Middlemen rule the roost in 'lipstick seed' trade

Middlemen continue to dictate terms in the trade of the famed Annatto seed, which is used in making lipstick.

Annatto plant is grown in the Rampa Agency, which is one of the largest producers of the species in South India. The plant species is locally known as ‘jabra’ or ‘lipstick seed’.

Integrated Tribal Development Authority (Rampachodavaram) Assistant Director for Agriculture D. Srinivasa Reddy told The Hindu: “Annatto is being grown in over 6,000 acres, and the majority of the produce comes from the Maredumilli forests. Nearly 2,500 farmers are cultivating it in the Rampachodavaram Agency. The irony is that middlemen from Visakhapatnam and Rajamahendravaram are dictating terms in its procurement and trade.”

ZBNF initiative

In the district, Annatto is cultivated under the Zero Budget Natural Farming (ZBNF) initiative.

When this correspondent visited Akumamidikota and Vollangi forest areas, the Konda Reddi tribal families that cultivate it said they would wait for the middlemen, who are non-tribals from coastal Andhra Pradesh, to procure the produce.

Mr. Srinivasa Reddy says 90% of the farmers belonged to the Konda Reddi community. The farmers forayed into Annatto cultivation after failure of the coffee and orange plantations.

At least 60 to 70 middlemen are active in the trade at the Maredumilli weekly shandy with the arrival of the seed that is harvested by January.

Low price

The total yield expected this year is nearly 2,500 tonnes to 3,000 tonnes. The yield per acre is expected to be around 500 kg, which is priced at ₹100 a kg (as per the Girijan Co-operative Corporation).

Amaranath Reddi of Maredumilli, whose family cultivates Annatto in a few acres, said: “Last year, the maximum price offered by the middlemen was ₹120 a kg. Those who did not accept the input cost from the middlemen got that price. The farmers who received input cost were offered as low as ₹60 to ₹70.”

The extent under Annatto cultivation has been increased significantly in the past three years after the tribal farmers started accepting the input cost from potential buyers or middlemen.

The GCC did not attempt to procure the seed, leaving the tribal farmers at the mercy of the middlemen.

GCC target

GCC Rampachodavaram Divisional Manager Jagannath Reddi said: “We did not procure the seed last year. This year, a target has been fixed to procure 500 quintals at ₹100 to ₹110 a kg. However, middlemen offer higher price.”

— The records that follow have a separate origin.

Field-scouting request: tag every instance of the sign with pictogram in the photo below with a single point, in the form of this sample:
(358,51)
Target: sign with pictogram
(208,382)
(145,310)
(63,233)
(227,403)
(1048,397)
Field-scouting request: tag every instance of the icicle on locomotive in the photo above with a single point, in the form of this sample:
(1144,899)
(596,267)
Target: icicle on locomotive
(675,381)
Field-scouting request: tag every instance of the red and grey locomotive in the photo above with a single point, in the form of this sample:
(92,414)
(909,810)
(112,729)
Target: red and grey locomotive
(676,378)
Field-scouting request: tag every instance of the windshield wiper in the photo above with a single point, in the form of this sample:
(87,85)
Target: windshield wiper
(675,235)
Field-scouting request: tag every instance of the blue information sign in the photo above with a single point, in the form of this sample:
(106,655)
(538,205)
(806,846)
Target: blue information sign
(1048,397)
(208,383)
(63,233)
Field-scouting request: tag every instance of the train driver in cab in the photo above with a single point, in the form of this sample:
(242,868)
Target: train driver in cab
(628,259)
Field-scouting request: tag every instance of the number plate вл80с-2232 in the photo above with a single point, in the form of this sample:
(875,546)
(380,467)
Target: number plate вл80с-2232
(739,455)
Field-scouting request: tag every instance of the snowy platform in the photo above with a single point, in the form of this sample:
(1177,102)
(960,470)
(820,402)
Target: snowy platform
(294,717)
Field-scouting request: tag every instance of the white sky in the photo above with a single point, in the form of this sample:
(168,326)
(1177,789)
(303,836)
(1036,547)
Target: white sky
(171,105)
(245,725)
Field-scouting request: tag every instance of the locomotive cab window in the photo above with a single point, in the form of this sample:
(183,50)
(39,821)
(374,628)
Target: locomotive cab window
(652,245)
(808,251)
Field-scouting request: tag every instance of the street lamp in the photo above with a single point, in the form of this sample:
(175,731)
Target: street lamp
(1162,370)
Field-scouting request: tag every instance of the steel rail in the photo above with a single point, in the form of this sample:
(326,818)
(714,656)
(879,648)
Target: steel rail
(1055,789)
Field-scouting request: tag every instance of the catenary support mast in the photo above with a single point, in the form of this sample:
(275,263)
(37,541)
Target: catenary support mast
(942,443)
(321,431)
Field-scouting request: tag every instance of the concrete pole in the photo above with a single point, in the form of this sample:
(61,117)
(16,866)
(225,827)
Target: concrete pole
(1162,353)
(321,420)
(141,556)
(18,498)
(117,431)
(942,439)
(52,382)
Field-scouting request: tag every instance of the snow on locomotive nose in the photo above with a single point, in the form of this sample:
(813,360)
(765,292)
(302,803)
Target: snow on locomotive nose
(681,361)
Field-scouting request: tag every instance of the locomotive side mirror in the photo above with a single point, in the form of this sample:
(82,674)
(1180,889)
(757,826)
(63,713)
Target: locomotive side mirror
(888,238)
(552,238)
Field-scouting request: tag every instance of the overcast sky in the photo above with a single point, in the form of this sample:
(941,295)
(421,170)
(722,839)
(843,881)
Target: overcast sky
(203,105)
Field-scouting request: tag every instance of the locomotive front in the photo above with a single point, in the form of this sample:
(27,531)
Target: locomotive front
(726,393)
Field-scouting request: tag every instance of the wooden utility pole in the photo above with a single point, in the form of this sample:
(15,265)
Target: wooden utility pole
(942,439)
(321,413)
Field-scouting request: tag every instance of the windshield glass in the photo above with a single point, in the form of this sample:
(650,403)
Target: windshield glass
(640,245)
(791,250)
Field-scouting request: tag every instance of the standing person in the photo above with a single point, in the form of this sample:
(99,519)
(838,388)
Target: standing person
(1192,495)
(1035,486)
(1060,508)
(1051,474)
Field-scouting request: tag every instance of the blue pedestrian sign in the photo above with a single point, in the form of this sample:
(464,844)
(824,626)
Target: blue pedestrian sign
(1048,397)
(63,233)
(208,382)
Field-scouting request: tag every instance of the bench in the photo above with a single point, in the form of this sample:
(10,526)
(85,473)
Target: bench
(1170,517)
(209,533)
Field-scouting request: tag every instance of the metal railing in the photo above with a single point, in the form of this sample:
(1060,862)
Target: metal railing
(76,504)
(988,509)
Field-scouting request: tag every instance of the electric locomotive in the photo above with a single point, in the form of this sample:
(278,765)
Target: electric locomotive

The GCC will sell the procured seed through open auction. The middlemen resell it to agents involved in the processing industry, or export it to foreign countries.

“The pure red coloured seed, which is preferred in making the lipstick, fetches a good price,” said Mr. Srinivasa Reddy.

According to the Indian Customs Authority data (2016), the seed has been exported to Spain, the U.S., Brazil, Iran, Argentina and Philippines from the JNPT and Mundra sea ports.